After Jenner published the results of his research, news of the discovery spread throughout Europe, and then the King of Spain helped him spread it around the world.

King Charles IV of Spain had lost many of his family members to smallpox, and the disease left deep scars and scars on some others, including his daughter Maria Luisa. As soon as he heard about the Jenner vaccine, he assigned a doctor to lead a global humanitarian mission to distribute it to the population in the farthest reaches of the Spanish Empire, although these regions of the world did not spread smallpox until after the European colonialists invaded them.

In 1803, a ship sailed to South America, carrying 22 orphaned children to take on the role of vaccine carriers.

Nagira says: “There were no ways to manufacture vaccines on a large scale, and that is why they gave the vaccine to a child, until he had mild symptoms of the disease, then they extracted the pus from the sores and wounds on his skin after two days, and gave it to another child and so on.”

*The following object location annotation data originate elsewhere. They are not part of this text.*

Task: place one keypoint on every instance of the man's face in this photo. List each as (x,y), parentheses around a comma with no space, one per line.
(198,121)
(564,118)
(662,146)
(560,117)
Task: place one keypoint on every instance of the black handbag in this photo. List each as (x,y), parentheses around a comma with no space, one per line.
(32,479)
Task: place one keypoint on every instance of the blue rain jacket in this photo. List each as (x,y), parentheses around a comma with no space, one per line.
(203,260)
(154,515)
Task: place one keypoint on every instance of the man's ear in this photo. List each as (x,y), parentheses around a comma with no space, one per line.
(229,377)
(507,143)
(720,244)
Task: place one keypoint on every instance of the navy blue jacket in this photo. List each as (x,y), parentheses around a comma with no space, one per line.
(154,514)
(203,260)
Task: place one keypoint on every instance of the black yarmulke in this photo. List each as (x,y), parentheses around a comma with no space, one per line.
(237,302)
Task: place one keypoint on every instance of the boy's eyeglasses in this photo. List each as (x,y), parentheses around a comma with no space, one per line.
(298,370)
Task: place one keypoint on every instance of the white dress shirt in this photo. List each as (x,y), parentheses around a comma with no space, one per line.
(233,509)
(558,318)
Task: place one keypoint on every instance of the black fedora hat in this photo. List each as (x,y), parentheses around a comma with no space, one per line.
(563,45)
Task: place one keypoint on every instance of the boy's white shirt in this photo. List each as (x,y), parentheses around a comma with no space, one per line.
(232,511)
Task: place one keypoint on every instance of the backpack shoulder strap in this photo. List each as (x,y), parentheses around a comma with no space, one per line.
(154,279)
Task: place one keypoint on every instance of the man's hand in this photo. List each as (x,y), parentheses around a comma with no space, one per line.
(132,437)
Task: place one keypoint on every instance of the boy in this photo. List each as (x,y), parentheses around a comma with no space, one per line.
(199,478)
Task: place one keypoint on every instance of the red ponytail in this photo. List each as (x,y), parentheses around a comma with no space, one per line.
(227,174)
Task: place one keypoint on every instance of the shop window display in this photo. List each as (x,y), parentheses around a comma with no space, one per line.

Isabel Gomez, director of the orphanage, took care of the children throughout the trip and made sure to bring her son to participate in the mission.

From the Caribbean countries, the mission traveled to South and Central America, and crossed the Pacific Ocean to settle in the Philippines. Within 20 years of its discovery, the Jenner vaccine had saved millions of lives. Dole quickly distributed the smallpox vaccine to the population, until the disease was completely eradicated in 1979.

Nagira says: “Jenner’s experience gives me hope that a vaccine can be found against the emerging corona. Over 200 years we have acquired a lot of information about viruses and the immune system, while Jenner did not know any of this information and yet he achieved this achievement.”

“In my view Jenner is still one of the greatest heroes in the scientific field,” says Goyer. “His determination and ability to innovate has helped change the world and save countless millions of lives and still save lives.”